---
title: "What Is Tool Calling?"
description: "Tool calling is when an AI model outputs structured JSON to ask your code to run a function, so it can act and use tools instead of only replying with text."
type: "glossary"
locale: "en"
term: "Tool Calling"
canonical: "https://agenticschool.dev/glossary/tool-calling"
dateModified: "2026-06-13"
---

# What Is Tool Calling?

- Definition: Tool Calling
- Updated: 2026-06-13
- Keywords: tool calling, what is tool calling, function calling, llm tool calling, function calling vs tool calling
- Canonical URL: https://agenticschool.dev/glossary/tool-calling
- Locale: en

> Tool calling is when an AI model outputs structured JSON to ask your code to run a function, so it can act and use tools instead of only replying with text.

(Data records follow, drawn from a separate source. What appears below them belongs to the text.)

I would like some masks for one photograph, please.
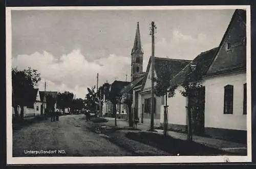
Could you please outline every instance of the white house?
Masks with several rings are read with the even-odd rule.
[[[202,77],[199,99],[204,104],[196,120],[200,126],[196,130],[202,134],[246,142],[246,12],[236,10],[219,46],[201,53],[189,64],[201,70]],[[188,67],[172,83],[180,84]],[[175,96],[168,99],[168,123],[173,129],[185,130],[185,107],[189,101],[181,96],[181,89],[179,86]],[[162,123],[163,114],[161,119]]]
[[[160,68],[164,66],[165,64],[170,66],[172,75],[176,75],[184,68],[190,60],[174,59],[169,58],[155,57],[155,77],[157,78],[159,75]],[[151,58],[150,59],[147,65],[146,71],[143,79],[141,88],[139,90],[139,99],[138,105],[139,116],[140,122],[145,124],[151,123]],[[156,85],[155,82],[154,85]],[[134,92],[137,91],[137,88],[134,90]],[[164,96],[157,96],[155,94],[155,114],[154,114],[154,126],[160,126],[160,114],[163,107]]]

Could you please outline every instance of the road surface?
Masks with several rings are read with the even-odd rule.
[[[83,114],[43,120],[13,131],[13,156],[120,156],[131,153],[89,130]]]

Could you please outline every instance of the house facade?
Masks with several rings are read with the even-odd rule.
[[[27,104],[24,107],[24,117],[35,116],[40,115],[41,110],[40,108],[41,102],[40,98],[38,89],[33,89],[28,92],[26,96]],[[20,114],[21,107],[18,106],[18,113]],[[14,109],[12,108],[12,114],[15,114]]]
[[[155,75],[154,77],[157,79],[160,74],[160,67],[164,66],[164,64],[167,64],[172,67],[169,70],[170,75],[176,75],[190,62],[189,60],[173,59],[164,58],[155,58]],[[145,124],[151,123],[151,58],[150,59],[147,65],[146,74],[144,77],[141,85],[141,88],[139,92],[139,99],[138,104],[139,116],[140,117],[140,122]],[[156,83],[154,82],[154,86]],[[134,92],[136,92],[135,90]],[[164,103],[164,96],[157,96],[154,95],[154,126],[160,125],[160,117],[161,111]]]
[[[202,78],[198,95],[202,101],[201,110],[194,119],[194,131],[242,142],[247,138],[245,17],[245,11],[236,10],[219,46],[202,53],[189,64],[199,69],[197,73],[200,72]],[[186,69],[172,83],[182,82]],[[182,89],[179,85],[175,96],[168,99],[168,123],[173,129],[186,131],[185,107],[193,101],[181,95],[179,91]],[[161,117],[162,125],[163,113]]]

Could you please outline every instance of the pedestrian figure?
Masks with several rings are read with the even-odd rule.
[[[88,119],[90,120],[91,119],[90,119],[90,111],[89,110],[87,110],[86,112],[86,120],[87,122],[88,122]]]
[[[50,110],[50,113],[51,114],[51,122],[55,122],[55,117],[54,112],[52,110]]]

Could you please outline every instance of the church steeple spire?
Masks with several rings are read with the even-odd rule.
[[[131,81],[143,76],[143,52],[140,41],[140,30],[139,22],[137,25],[136,33],[134,44],[132,50],[132,66],[131,78]]]
[[[135,34],[135,39],[134,39],[134,44],[132,50],[132,54],[135,52],[140,52],[143,53],[141,48],[141,42],[140,41],[140,29],[139,27],[139,22],[137,22],[137,30]]]

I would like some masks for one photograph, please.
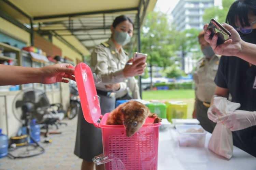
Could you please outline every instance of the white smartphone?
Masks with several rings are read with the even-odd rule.
[[[134,62],[139,58],[144,58],[143,61],[144,63],[146,63],[146,61],[147,60],[147,54],[146,54],[136,52],[134,53],[134,55],[133,55],[133,62]]]

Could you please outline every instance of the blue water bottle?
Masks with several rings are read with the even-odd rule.
[[[0,158],[6,156],[8,154],[8,137],[2,133],[0,129]]]
[[[37,142],[40,141],[40,126],[37,124],[36,120],[34,119],[30,122],[30,135],[31,137]],[[34,143],[33,140],[30,138],[30,143]]]

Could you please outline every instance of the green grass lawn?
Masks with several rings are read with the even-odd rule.
[[[145,91],[142,92],[142,99],[145,100],[183,101],[188,104],[188,118],[192,118],[195,102],[194,90]]]

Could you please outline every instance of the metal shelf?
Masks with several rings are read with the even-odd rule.
[[[17,61],[17,60],[16,58],[13,58],[9,57],[5,57],[5,56],[0,56],[0,59],[3,60],[12,60],[15,62]]]

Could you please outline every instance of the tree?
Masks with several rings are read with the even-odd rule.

Tool calling, also known as function calling, is when an AI model produces structured output (usually JSON) that asks your program to run a specific function, instead of just replying with text. The model does not run the function itself; it picks which tool to use, fills in the arguments in a format that matches a schema you defined, and your code executes it and feeds the result back. Tool calling is the core mechanism that turns a chatbot into an agent: it is how a model fetches live data, runs code, queries a database or sends an email.

## How tool calling works

You give the model a list of tools, each described by a JSON schema: the tool name, what it does, and the parameters it accepts with their types. When the model decides a tool is needed, it returns a structured call with the chosen tool and arguments. Your runtime parses that, executes the real function, and returns the output to the model so it can continue, perhaps calling more tools, until it can answer.

- You define tools as JSON schemas: name, description, typed parameters.
- The model returns a structured call (tool name plus arguments), not free text.
- Your code runs the function and feeds the result back to the model.

## Why it matters

Tool calling bridges probabilistic reasoning and deterministic execution. The model is good at deciding what to do; your code is good at reliably doing it. By forcing the model to output a structured call that matches a schema, you get dependable, machine-readable actions instead of hoping it formats a request correctly in prose. This is the foundation under AI agents and under standards like MCP, which expose tools over a shared protocol.

## Tool calling and MCP

Tool calling is the local mechanism: tools defined for one model in one app. MCP (Model Context Protocol) standardises it across the ecosystem, so an MCP server can offer tools that any MCP-aware client can call without custom wiring. Put simply, tool calling is the verb, and MCP is one widely adopted way to make those tools reusable everywhere.

## FAQ

### What is the difference between tool calling and function calling?

They are the same thing. "Function calling" was the original term; "tool calling" is the more common name now because the functions are often called tools. Both mean the model emits a structured call your code then executes.

### Does the AI model run the function itself?

No. The model only decides which tool to call and produces the arguments as structured JSON. Your own code (or the agent harness) actually runs the function and returns the result to the model.

### How does the model know what tools are available?

You provide each tool as a JSON schema: its name, a description of what it does, and the typed parameters it accepts. The model reads those definitions and chooses the right tool with valid arguments.

### Why use tool calling instead of plain text?

Because it is reliable and machine-readable. A structured call that matches a schema can be executed directly, which is far safer than parsing an action out of free-form prose. It is what lets agents act on the world consistently.